Je pensais que Steven Spielberg n’avait jamais fais de mauvais film mais c’était avant de voir « Amistad » que j’ai tout bonnement détesté. Le cinéaste américain se montre très consensuel dans sa manière de traiter son sujet, abandonnant toute subtilité pour un cinéma ultra-démonstratif qui personnellement me répugne. Tout est romancé et scénarisé à l’extrême, Spielberg s’autorisant de grandes libertés historiques pour nous asséner d’un discours moralisateur sans aucune finesse. Les personnages sont grossiers et caricaturaux, Spielberg reniant toute complexité pour se contenter d’enfoncer des portes ouvertes à coup de « scènes fortes ». Pour compléter le tout, la musique du grand John Williams est imbuvable, ce dernier se contentant de littéralement sortir les violons à chaque scène se voulant émouvante pour tenter de nous arracher des larmes. Mais, on atteint des sommets d’indécence quand Spielberg se prend à faire des métaphores religieuses en comparant un esclave au christ, là, j’ai bien failli arrêter net le film. Comme quoi même un réalisateur aussi immense que Steven Spielberg peut se planter, je vais tenter pour ma part tenter de rapidement oublier l’existence de ce long-métrage qui fait à mon sens tâche au sein de la filmographie de ce cinéaste de génie.

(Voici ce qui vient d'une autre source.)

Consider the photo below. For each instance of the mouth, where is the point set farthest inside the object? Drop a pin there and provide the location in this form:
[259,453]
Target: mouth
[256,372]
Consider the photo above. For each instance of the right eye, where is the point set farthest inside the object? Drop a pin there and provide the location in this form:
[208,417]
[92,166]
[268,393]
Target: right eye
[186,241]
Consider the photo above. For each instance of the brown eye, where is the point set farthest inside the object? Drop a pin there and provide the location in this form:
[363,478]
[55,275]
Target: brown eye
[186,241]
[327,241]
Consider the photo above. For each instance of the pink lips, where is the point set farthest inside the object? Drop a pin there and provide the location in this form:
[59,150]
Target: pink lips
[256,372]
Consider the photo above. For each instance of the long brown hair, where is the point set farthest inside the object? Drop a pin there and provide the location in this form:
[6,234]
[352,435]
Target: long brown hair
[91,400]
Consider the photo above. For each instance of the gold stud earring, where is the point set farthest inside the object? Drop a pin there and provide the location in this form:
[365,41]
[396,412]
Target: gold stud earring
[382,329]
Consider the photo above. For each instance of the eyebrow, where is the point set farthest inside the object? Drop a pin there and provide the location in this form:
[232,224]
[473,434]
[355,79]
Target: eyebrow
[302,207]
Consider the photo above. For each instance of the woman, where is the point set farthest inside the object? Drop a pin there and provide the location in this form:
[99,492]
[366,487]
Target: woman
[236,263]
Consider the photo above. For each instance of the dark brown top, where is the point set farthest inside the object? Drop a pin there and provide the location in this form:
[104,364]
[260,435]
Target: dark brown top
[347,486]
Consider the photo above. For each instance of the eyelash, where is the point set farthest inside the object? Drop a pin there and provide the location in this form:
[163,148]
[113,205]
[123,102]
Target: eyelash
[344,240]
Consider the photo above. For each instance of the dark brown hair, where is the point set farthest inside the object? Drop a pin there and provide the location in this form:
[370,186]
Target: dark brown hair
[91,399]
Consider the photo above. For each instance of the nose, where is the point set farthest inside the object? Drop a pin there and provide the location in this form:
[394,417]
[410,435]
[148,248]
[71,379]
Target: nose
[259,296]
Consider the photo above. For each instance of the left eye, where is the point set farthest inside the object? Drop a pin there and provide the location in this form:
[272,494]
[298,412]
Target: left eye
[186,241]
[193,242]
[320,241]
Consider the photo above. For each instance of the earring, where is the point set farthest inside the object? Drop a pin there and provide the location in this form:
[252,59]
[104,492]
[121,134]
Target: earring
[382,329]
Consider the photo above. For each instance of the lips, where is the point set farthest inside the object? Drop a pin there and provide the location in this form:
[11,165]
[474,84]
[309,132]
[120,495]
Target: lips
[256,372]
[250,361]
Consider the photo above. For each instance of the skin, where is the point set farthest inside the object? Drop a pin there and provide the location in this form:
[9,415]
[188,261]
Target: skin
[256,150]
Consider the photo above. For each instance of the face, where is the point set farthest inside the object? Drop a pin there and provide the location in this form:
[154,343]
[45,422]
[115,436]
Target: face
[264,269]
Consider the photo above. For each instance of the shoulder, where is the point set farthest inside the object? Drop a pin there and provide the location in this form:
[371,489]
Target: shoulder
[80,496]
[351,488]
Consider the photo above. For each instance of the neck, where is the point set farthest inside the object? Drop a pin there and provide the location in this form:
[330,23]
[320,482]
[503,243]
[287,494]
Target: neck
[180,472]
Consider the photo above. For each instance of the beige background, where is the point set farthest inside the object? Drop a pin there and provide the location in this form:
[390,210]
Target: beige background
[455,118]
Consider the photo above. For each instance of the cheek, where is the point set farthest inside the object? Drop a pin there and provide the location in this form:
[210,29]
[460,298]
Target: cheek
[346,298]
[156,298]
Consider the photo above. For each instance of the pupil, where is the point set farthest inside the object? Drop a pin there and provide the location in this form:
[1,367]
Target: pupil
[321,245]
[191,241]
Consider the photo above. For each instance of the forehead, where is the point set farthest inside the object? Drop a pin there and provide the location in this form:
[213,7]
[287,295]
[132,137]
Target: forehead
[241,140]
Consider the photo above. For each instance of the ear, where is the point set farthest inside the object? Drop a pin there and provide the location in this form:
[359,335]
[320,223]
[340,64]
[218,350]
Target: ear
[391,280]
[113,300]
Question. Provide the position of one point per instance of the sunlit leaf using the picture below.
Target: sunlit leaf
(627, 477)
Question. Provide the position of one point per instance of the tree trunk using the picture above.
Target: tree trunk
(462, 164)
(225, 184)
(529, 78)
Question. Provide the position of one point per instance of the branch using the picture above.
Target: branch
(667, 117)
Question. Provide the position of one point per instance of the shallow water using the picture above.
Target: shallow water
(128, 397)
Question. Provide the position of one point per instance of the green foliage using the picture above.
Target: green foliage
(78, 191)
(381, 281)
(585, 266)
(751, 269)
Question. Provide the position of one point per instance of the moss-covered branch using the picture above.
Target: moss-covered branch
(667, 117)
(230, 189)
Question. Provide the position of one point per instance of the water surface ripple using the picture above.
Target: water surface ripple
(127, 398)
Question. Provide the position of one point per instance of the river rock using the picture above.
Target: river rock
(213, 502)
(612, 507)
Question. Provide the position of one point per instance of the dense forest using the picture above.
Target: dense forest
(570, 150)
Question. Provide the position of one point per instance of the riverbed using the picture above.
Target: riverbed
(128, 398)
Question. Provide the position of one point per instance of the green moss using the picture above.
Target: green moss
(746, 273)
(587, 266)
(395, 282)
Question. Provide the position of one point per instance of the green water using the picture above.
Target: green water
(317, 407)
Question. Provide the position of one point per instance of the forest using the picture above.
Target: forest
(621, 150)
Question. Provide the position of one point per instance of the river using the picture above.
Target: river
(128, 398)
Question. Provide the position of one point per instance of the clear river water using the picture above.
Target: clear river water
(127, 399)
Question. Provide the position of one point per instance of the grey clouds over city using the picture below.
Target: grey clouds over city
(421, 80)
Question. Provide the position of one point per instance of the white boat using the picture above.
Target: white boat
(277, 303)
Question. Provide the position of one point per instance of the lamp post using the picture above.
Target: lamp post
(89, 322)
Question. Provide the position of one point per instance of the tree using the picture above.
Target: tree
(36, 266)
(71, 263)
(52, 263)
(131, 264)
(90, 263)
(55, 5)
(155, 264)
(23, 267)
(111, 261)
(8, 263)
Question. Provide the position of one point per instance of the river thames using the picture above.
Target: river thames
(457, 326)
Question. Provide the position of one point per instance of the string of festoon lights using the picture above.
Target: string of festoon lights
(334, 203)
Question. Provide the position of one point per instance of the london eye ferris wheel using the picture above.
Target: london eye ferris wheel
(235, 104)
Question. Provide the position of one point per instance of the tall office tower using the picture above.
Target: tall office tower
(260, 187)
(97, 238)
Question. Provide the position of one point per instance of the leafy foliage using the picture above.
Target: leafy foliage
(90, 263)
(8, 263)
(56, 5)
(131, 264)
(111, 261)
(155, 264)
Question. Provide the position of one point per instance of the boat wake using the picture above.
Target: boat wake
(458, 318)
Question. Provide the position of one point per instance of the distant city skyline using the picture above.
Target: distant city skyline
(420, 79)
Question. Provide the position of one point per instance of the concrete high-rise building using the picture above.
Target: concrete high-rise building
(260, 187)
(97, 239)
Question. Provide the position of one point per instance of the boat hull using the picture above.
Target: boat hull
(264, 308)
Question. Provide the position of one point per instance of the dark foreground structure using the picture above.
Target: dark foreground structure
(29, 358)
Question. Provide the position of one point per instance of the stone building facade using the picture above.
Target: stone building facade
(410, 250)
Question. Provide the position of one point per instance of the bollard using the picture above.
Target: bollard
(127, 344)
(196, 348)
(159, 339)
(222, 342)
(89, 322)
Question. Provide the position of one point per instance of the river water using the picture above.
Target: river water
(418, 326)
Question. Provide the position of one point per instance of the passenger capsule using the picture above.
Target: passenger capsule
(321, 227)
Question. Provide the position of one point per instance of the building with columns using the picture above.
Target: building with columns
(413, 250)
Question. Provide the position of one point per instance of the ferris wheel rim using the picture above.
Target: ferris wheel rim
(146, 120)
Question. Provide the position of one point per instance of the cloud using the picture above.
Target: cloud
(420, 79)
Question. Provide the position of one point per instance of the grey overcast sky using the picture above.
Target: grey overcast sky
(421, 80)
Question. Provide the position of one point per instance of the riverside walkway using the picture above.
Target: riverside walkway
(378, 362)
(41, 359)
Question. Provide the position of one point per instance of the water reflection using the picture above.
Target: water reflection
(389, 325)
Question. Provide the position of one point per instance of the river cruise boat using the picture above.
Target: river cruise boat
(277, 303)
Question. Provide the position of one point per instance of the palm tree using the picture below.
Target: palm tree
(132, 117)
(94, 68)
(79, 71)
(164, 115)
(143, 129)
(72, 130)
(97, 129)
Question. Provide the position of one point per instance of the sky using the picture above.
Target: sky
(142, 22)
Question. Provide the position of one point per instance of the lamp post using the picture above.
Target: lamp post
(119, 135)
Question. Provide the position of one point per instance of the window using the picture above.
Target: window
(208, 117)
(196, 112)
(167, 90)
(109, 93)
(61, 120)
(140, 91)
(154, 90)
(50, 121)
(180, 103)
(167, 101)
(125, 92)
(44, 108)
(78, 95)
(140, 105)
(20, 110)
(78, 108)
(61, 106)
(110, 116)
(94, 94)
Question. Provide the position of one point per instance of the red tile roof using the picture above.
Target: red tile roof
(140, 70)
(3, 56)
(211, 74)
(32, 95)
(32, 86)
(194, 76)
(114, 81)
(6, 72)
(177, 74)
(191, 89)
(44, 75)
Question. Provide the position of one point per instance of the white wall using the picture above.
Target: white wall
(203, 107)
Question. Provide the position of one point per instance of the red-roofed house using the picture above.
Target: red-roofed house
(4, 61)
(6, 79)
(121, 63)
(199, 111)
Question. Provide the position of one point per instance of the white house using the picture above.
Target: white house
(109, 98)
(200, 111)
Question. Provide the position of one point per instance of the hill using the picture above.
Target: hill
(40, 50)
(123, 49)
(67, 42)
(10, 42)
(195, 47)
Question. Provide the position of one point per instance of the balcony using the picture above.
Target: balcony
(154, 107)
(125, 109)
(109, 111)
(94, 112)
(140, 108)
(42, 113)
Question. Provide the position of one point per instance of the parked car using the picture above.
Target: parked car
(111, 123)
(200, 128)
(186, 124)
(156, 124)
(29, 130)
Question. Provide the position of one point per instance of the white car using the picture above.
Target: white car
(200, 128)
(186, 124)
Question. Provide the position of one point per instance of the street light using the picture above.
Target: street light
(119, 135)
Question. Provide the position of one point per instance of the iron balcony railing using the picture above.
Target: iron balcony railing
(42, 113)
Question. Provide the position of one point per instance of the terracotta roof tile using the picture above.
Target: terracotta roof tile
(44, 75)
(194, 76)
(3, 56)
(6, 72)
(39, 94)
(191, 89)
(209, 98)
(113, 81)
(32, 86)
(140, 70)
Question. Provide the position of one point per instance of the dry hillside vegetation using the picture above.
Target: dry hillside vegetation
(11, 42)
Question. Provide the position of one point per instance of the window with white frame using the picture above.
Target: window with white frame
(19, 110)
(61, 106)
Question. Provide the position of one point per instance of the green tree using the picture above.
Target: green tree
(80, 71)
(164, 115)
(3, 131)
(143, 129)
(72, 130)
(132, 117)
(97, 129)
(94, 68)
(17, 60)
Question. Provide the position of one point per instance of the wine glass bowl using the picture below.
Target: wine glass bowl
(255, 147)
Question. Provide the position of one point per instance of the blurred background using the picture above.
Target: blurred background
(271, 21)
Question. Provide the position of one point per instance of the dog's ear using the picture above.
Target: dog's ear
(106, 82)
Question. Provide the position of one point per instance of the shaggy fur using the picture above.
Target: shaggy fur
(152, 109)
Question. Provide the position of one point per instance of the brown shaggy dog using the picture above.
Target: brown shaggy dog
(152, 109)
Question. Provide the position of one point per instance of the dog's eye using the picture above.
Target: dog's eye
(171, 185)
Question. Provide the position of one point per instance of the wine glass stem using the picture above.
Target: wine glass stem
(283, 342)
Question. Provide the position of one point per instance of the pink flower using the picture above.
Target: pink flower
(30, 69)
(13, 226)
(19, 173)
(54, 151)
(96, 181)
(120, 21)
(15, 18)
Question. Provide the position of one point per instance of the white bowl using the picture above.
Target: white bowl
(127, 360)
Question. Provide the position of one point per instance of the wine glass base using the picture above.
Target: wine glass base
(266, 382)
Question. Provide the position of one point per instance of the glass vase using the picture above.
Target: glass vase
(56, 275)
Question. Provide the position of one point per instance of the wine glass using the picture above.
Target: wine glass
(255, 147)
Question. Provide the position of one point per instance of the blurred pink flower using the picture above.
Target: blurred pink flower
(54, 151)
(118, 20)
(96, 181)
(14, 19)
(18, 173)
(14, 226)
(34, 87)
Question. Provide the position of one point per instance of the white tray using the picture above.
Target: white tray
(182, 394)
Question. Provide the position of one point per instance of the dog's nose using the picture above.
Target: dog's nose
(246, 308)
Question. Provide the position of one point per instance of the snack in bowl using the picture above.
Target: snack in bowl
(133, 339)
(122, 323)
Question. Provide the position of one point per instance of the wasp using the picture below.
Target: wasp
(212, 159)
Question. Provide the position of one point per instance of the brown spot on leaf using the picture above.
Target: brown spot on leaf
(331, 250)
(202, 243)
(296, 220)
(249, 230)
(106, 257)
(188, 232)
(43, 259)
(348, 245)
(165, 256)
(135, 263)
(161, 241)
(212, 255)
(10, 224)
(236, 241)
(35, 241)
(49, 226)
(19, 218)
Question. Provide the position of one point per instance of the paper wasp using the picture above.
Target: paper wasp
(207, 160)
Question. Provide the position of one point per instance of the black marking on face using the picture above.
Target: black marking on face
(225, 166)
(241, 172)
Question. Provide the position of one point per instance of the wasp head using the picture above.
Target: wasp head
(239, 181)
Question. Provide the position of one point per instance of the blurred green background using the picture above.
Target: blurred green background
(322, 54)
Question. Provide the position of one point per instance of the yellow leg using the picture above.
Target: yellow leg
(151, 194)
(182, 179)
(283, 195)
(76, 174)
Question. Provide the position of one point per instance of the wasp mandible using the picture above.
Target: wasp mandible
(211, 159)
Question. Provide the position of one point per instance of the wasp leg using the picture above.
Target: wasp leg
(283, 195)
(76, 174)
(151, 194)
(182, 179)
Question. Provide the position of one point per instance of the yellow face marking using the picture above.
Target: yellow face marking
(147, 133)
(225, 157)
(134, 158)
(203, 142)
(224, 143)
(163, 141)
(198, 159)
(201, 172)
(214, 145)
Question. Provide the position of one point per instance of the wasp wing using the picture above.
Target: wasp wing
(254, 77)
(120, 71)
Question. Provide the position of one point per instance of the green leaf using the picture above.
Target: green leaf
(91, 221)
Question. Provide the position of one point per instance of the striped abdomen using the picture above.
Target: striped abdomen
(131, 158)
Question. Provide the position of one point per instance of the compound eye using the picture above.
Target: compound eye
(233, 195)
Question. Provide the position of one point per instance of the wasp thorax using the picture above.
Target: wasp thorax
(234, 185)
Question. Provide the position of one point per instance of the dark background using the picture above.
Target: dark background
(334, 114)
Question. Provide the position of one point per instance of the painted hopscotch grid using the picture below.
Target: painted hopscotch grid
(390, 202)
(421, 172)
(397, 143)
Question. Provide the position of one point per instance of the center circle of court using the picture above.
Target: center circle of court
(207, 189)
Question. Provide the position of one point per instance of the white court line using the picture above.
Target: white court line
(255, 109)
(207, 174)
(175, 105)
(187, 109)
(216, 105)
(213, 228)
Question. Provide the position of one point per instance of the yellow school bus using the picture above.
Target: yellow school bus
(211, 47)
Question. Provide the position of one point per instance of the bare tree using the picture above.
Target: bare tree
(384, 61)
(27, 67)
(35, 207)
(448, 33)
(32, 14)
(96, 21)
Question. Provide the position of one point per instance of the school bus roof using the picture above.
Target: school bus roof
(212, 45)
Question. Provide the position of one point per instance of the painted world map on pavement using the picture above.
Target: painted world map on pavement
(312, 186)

Un film avec une idée audacieuse et un casting de haute volée mais : "Amistad" n'est pas le film qu'il aurait pu être. Les forces du pouvoir, du racisme, et de la justice se cognent momentanément. Le rythme est lent et manque cruellement de mordant. Il manque de la finesse de "La liste de Schindler", l'originalité de "Minority Report" ou encore le suspens de "Duel". Spielberg s'attaque a un sujet délicat qui n'est pas vraiment de son domaine. La lourdeur du message est capable d'endormir et les scènes sont parfois un peu ternes et maladroites. Néanmoins on ne peut pas nier que "Amistad" soit un mauvais film mais ce n'est pas du bon Spielberg.
le message est claire et sincère djimon hounsou crève l’écran a chacune de ces apparitions notamment lors des passages sur le bateau. j'ai envie de dire c'est du spielberg bon mais moi il me manque quelque chose, tiraillé entre l'argent et le fait de faire un film de qualité ou meilleur du moins car sa reste un bon film même si sa laisse un gout d'inachevé.
Spielberg dénonce ici le racisme et l'esclavage, alternant entre aventures exotiques et passages plus intellectuels. Malgré les longueurs et les ennuis, on ne pourra pas nier les qualités de ce film, toutefois loin d'être mémorable. Mention spécial à Anthony Hopkins et Morgan Freeman, deux très bons acteurs ici réunis.